Taking care of ourselves also involved at least a few moments of angst, starting with a phone call from our panicked BSA comptroller at the start of a long July 4 weekend. He had just received word that the mortgage on our building at 52 Broad Street had been sold by our bank to a developer. The building was a source of great pride—our first permanent home, purchased through the vision and great generosity of several leading members. Like many property owners in the wake of the recession, we were underwater on the mortgage and so had reason to fear the implications of this news. Our connections paid off, and we were able to retain an experienced advisor to negotiate on our behalf, with a happy resolution the following year.

We tended to our own house, literally, with a minor construction project that leveled the fourth floor. No more phantom chairs rolling toward the west wall! We were at last able to update our ancient computer systems and—mirabile dictu—a computer finally appeared on Richard’s desk. An email fiend was born, thus ending the tradition of Sunday-night executive director–president fax communications.

But it was still largely a pre-web world. (The first browser, Mosaic, had been released two years earlier. Internet Explorer was launched in 1995 but was not yet in common use.) Many members were quick to embrace emerging technologies, notably Peter Kuttner FAIA and Geoff Langdon, who had built BSAOnline, an electronic bulletin board. But many were still new to the online world. With an eye to building BSA small-firm participation despite the perennial problem of our large geographic catchment, the President’s Fireside Chat was launched. It was a simple, dial-up text-based chat room, billed as the electronic version of a BSA living room. The metaphor was deliberate, with the idea of encouraging members to see the online world as a place. Conversations went something like this: “This is George. I’m new.” “George! Welcome! Sorry it doesn’t look like much, but there’s a beer in the fridge and you can pull up that comfy chair in the corner.” Discussions included job seeking, insurance, code issues, politics, and bad jokes—sometimes in combination (“16 percent of Perot voters believe if dolphins were really smart, they could get out of those nets”).

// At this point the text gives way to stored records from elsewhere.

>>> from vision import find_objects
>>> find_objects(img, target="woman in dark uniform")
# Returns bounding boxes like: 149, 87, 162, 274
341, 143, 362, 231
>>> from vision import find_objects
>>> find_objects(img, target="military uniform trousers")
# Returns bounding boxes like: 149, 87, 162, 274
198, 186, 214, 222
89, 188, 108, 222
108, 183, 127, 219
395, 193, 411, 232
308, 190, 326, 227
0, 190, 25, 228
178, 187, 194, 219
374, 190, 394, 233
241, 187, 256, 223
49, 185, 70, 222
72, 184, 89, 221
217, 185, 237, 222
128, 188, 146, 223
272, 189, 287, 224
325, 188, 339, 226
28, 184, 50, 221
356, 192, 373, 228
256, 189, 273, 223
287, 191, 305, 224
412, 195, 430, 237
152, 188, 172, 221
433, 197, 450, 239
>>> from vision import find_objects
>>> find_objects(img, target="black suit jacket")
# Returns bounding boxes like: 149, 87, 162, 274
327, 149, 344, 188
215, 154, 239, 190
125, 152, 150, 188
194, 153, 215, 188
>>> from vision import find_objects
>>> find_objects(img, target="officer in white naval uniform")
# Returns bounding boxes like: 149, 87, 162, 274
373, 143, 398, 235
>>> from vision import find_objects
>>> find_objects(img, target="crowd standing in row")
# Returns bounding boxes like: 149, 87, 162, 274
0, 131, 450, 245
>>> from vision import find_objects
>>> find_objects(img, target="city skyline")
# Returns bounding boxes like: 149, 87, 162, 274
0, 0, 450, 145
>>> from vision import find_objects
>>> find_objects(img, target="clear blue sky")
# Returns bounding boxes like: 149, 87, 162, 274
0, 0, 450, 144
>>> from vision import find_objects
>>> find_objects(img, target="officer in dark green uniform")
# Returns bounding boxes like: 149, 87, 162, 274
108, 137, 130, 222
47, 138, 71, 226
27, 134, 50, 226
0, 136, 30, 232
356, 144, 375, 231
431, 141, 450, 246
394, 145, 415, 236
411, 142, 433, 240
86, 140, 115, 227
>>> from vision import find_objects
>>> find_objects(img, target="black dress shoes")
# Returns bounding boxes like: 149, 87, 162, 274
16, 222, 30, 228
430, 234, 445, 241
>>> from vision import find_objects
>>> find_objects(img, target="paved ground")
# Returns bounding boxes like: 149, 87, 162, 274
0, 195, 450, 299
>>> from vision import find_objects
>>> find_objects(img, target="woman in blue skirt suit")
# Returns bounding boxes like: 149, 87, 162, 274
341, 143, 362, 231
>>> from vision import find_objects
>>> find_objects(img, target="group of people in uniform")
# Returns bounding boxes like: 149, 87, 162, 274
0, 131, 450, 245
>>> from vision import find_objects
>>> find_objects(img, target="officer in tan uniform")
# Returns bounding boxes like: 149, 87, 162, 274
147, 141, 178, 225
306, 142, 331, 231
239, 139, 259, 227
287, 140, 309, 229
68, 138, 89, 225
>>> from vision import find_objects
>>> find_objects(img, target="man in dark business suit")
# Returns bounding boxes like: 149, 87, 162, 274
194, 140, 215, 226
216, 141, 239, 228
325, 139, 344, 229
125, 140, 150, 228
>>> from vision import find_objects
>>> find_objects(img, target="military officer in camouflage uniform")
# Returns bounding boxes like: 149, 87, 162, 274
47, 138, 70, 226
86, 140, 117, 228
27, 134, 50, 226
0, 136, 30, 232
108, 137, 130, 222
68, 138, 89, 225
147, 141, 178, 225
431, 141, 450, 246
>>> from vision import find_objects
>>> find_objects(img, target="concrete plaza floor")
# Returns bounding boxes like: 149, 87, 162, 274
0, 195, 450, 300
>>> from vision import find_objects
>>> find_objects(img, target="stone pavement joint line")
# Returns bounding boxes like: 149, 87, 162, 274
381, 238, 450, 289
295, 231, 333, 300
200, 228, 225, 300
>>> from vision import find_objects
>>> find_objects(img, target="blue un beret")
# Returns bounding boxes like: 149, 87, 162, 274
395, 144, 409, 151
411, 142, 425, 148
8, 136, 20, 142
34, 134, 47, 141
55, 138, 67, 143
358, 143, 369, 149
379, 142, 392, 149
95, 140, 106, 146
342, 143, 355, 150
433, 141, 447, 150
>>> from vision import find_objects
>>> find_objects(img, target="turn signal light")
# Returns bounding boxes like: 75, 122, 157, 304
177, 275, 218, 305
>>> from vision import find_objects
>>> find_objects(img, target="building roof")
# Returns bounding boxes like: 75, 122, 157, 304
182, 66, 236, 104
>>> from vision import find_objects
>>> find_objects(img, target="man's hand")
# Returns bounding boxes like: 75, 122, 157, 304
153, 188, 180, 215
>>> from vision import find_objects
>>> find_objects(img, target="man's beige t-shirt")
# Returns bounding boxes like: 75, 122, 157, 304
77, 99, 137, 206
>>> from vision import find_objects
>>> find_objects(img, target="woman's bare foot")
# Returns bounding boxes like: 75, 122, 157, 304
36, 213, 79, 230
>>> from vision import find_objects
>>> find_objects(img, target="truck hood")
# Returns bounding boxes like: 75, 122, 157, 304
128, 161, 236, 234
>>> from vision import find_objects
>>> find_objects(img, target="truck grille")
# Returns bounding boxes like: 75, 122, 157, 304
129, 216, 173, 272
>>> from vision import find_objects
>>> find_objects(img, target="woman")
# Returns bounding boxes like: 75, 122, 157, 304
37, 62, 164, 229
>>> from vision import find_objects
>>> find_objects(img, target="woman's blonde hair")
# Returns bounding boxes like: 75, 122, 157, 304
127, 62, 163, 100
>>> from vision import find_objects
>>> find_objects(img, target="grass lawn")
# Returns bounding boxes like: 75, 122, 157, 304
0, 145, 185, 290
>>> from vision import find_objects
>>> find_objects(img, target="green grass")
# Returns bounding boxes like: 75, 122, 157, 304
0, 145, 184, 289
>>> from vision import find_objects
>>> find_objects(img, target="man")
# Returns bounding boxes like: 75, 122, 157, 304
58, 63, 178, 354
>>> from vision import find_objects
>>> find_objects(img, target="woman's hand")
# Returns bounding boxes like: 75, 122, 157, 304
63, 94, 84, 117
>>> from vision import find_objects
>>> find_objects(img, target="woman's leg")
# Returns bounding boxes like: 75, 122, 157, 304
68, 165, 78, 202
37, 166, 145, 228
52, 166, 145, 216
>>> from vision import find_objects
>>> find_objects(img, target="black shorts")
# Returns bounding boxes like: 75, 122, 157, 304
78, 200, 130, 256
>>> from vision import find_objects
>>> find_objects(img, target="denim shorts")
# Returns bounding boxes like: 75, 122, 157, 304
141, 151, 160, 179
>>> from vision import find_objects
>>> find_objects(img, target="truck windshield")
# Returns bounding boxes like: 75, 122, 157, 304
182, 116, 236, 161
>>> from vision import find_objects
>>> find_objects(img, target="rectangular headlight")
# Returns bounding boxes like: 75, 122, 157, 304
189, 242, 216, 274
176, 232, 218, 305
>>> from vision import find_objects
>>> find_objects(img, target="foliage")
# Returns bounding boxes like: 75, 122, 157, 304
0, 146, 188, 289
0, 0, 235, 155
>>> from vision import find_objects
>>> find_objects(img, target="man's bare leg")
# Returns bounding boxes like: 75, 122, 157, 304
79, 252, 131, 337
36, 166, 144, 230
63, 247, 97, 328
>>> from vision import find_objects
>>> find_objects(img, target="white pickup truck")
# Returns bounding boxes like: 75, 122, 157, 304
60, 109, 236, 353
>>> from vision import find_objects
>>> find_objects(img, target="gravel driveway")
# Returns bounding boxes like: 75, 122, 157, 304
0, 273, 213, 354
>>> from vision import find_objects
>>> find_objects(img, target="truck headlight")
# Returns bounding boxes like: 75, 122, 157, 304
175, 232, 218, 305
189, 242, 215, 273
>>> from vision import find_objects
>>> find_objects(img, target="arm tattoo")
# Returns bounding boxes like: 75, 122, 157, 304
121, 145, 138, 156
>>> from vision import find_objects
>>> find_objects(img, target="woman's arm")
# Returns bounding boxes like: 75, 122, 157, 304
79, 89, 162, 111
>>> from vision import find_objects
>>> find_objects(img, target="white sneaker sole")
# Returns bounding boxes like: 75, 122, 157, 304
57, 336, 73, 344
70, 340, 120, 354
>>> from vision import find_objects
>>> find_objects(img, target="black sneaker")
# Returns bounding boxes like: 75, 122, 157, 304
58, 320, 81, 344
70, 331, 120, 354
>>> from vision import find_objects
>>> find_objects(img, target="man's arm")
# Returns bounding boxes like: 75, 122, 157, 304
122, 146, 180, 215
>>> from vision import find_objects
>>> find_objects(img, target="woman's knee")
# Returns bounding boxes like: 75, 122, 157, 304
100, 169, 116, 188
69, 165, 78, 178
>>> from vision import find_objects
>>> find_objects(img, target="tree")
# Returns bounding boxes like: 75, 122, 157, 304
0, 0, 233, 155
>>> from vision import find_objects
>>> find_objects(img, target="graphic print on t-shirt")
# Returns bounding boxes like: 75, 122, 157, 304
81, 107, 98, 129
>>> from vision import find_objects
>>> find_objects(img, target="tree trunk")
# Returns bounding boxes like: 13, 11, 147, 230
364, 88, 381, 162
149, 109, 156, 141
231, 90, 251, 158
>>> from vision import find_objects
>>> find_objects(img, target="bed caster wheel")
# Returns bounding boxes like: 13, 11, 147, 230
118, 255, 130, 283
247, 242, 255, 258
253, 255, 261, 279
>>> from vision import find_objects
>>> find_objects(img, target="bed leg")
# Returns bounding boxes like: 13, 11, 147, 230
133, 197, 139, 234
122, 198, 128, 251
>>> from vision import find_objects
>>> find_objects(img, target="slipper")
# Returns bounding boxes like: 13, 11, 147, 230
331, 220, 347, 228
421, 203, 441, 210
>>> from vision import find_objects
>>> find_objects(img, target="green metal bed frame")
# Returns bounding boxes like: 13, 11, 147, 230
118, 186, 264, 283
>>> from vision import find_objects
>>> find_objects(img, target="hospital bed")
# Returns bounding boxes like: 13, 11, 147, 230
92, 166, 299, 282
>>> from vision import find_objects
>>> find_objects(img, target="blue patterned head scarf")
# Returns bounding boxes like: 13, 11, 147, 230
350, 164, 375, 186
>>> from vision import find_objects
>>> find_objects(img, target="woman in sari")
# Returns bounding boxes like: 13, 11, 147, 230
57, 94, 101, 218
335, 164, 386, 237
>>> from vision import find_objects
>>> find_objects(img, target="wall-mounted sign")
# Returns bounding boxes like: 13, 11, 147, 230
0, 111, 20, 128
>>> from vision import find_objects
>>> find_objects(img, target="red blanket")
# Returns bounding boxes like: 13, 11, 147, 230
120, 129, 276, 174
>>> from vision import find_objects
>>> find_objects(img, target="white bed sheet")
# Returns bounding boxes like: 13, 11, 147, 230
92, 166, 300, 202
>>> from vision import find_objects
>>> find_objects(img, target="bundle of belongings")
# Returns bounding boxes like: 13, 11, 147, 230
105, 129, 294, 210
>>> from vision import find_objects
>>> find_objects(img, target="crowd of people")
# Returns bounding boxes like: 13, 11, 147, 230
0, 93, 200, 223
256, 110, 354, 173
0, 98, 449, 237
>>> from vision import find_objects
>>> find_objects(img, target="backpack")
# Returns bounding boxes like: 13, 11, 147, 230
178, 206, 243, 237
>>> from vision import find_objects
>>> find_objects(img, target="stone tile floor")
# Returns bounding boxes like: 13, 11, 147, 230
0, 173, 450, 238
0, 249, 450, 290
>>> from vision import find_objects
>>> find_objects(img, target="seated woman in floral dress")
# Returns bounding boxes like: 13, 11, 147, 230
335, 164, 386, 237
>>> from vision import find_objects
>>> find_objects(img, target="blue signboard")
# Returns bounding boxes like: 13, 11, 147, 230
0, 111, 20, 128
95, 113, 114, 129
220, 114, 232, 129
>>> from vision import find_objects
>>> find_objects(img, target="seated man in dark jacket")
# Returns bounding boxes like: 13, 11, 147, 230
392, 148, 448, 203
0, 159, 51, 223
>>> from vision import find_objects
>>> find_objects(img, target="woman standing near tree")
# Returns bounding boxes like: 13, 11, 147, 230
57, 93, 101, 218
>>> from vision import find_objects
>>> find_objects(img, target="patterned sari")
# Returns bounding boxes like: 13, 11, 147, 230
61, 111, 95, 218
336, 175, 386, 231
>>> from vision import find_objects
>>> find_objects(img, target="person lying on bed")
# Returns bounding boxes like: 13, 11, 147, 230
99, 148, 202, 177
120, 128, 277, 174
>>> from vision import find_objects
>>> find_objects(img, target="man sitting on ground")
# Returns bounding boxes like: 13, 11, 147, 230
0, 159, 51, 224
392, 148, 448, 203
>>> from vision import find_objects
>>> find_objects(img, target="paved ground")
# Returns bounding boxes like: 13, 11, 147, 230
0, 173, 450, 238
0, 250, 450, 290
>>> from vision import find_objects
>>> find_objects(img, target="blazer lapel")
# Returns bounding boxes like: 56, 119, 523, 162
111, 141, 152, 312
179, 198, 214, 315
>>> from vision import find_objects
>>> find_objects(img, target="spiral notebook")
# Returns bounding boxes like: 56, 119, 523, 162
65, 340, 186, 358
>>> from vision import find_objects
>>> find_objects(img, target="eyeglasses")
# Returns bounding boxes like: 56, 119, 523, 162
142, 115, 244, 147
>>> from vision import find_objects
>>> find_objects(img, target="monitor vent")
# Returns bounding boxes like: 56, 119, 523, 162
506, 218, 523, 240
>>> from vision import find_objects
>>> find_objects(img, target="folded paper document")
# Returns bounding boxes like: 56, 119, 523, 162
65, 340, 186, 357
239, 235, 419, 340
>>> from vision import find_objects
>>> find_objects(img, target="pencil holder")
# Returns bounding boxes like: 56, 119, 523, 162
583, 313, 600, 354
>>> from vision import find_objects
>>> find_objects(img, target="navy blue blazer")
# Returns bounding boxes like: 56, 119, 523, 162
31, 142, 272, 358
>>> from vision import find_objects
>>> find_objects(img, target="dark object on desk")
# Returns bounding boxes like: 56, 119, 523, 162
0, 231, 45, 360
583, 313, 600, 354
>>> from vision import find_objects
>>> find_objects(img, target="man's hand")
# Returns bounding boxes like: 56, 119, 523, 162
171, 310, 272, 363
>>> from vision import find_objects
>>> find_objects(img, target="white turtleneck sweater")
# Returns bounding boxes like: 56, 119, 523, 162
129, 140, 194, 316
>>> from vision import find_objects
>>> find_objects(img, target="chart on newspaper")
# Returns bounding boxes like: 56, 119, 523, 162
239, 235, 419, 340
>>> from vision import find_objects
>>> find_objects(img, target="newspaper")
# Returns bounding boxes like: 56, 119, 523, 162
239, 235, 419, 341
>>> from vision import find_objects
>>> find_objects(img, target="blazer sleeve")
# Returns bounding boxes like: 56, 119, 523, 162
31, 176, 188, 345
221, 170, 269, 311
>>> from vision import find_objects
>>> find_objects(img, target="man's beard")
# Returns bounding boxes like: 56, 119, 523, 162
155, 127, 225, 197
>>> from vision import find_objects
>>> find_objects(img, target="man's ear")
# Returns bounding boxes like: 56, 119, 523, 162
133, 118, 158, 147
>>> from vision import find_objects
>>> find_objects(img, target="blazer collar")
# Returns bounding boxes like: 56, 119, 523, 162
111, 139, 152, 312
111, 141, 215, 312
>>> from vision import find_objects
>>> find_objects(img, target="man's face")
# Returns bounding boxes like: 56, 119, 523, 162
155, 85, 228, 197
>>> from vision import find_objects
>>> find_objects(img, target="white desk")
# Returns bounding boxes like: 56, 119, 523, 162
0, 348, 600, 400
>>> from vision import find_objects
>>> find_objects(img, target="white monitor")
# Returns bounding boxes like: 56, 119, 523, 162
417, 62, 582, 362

By the end of the year, the weight of the recession had begun to lift, leaving behind a profession that was transformed in many ways. We had lost The Architects Collaborative, closed down in April after debt defaults, while more nimble firms managed to adapt to the new realities. BSA membership levels recovered and began to grow. High levels of volunteerism had kept members involved and engaged, in many cases teaching them new skills and expanding their networks. Many firms developed new strategies that helped them to weather subsequent economic downturns. Boston architects recognized that strength lay in embracing an export economy, and the arrival of web-based technologies brought that goal within reach of even small firms and sole practitioners.

All BSA presidents recognize the great honor of serving such an extraordinary institution. I have always enjoyed the company of architects—their optimism, idealism, and collegiality, their expansive thinking. My ties to the organization, having attended meetings as a teenager with my father, Oscar Padjen AIA, sometimes make me feel like a lifelong BSA member. But it was my year as president that made me appreciate other qualities shared by BSA members and staff alike: resilience, respect, compassion and, especially, humor. It was the best of times.